J Cancer 2023; 14(6):927-934. doi:10.7150/jca.83189 This issue Cite
Research Paper
1. Department of Radiation Oncology, Jiangxi Cancer Hospital, Nanchang City 330029, Jiangxi, China.
2. Department of Medical Oncology, Nanchang People's Hospital, The Third Hospital of Nanchang City, Nanchang City 330002, Jiangxi, China.
# These authors contributed equally to this work and share first authorship.
Purpose: This study aimed to evaluate and analyze the efficacy and safety of low concentration (0.15%) hydrogen peroxide as nasopharyngeal lavage fluid in the treatment for nasopharyngeal carcinoma radiotherapy.
Methods: Patients with nasopharyngeal carcinoma from Jiangxi cancer hospital were randomly divided into two cohorts.
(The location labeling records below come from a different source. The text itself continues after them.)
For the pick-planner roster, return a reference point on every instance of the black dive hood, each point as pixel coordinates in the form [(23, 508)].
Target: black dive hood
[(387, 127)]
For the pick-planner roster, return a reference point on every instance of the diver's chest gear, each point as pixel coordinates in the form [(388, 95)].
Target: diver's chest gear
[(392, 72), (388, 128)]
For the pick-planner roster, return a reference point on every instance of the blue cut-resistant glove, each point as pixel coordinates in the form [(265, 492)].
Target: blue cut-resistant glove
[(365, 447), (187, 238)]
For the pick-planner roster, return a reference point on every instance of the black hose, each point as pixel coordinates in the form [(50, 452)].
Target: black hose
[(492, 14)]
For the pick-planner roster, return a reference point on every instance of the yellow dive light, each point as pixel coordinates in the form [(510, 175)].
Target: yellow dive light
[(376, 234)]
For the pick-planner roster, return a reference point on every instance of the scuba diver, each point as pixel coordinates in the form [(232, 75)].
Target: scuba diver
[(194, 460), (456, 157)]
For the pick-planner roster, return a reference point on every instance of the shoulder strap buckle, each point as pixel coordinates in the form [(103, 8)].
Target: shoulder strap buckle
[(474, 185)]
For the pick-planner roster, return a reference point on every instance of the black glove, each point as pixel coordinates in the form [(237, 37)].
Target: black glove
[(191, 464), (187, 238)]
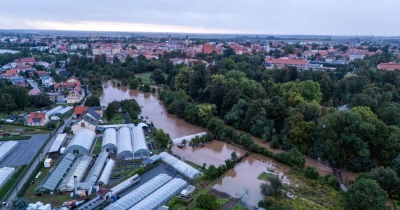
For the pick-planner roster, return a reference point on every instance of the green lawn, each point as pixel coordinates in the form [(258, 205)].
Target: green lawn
[(55, 199)]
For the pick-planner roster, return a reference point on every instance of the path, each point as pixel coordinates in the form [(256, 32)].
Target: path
[(33, 166)]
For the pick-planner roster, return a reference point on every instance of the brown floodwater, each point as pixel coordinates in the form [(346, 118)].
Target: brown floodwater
[(242, 181), (215, 153), (152, 109)]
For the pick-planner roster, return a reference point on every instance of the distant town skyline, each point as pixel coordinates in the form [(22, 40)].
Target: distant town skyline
[(302, 17)]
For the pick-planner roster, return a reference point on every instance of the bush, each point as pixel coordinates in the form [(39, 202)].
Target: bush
[(311, 172)]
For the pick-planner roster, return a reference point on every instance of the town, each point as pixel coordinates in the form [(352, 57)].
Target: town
[(103, 120)]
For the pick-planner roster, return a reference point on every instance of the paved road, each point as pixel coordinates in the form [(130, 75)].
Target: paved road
[(33, 166), (25, 151)]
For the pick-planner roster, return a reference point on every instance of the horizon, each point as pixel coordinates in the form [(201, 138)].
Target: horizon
[(286, 17)]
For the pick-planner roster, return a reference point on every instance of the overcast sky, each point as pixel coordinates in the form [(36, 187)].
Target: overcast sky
[(320, 17)]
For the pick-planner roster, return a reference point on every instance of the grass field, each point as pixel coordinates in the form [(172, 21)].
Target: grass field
[(55, 199), (24, 130)]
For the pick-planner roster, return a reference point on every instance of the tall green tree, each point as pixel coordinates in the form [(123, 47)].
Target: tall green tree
[(367, 195)]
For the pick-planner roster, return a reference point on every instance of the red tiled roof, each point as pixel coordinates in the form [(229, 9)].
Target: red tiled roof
[(11, 73), (33, 115), (80, 109), (28, 60), (208, 48), (280, 61), (389, 66)]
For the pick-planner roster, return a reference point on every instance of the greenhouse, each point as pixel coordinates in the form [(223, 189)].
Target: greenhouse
[(140, 193), (55, 147), (6, 148), (125, 184), (180, 166), (162, 195), (54, 111), (78, 169), (97, 167), (82, 142), (109, 140), (140, 149), (124, 144), (105, 175), (57, 175), (64, 110), (5, 174)]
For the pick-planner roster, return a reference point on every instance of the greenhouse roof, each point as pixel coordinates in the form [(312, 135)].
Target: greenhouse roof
[(140, 193), (162, 195), (180, 166), (54, 179)]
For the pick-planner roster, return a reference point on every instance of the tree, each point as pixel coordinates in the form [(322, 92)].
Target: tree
[(111, 109), (206, 201), (161, 138), (367, 195), (158, 77), (272, 188), (311, 173), (386, 178), (92, 101), (20, 203)]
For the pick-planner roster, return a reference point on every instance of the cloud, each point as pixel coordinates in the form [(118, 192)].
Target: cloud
[(334, 17), (122, 26)]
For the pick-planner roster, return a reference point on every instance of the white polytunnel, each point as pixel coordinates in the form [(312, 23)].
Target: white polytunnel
[(140, 193), (180, 166), (78, 169), (140, 149), (105, 175), (82, 142), (109, 140), (97, 167), (124, 144), (125, 184), (162, 195)]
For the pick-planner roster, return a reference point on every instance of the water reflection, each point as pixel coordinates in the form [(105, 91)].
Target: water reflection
[(152, 109), (242, 181), (215, 153)]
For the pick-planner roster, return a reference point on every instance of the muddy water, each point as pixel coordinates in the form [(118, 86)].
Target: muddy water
[(215, 153), (152, 109), (242, 181)]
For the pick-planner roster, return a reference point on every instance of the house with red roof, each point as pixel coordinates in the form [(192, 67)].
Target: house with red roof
[(208, 48), (80, 110), (284, 62), (37, 119), (389, 66)]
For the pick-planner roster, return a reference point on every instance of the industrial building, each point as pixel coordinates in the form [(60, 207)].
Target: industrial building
[(82, 142), (151, 195), (109, 140), (182, 167), (5, 174), (55, 147), (6, 148), (124, 144), (127, 140)]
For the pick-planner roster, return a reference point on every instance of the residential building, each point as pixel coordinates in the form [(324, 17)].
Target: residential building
[(37, 119)]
The training cohort (n= 50) received low concentration (0.15%) hydrogen peroxide as nasopharyngeal lavage fluid in the treatment for nasopharyngeal carcinoma radiotherapy, and the control cohort (n= 50) received 0.02% nitrofurazone lavage fluid. The primary endpoint of the study was result of short-term efficacy. Second endpoints were assessment of the linear visual analogue scale score and the incidences rate of nasopharyngeal radiation related toxicity.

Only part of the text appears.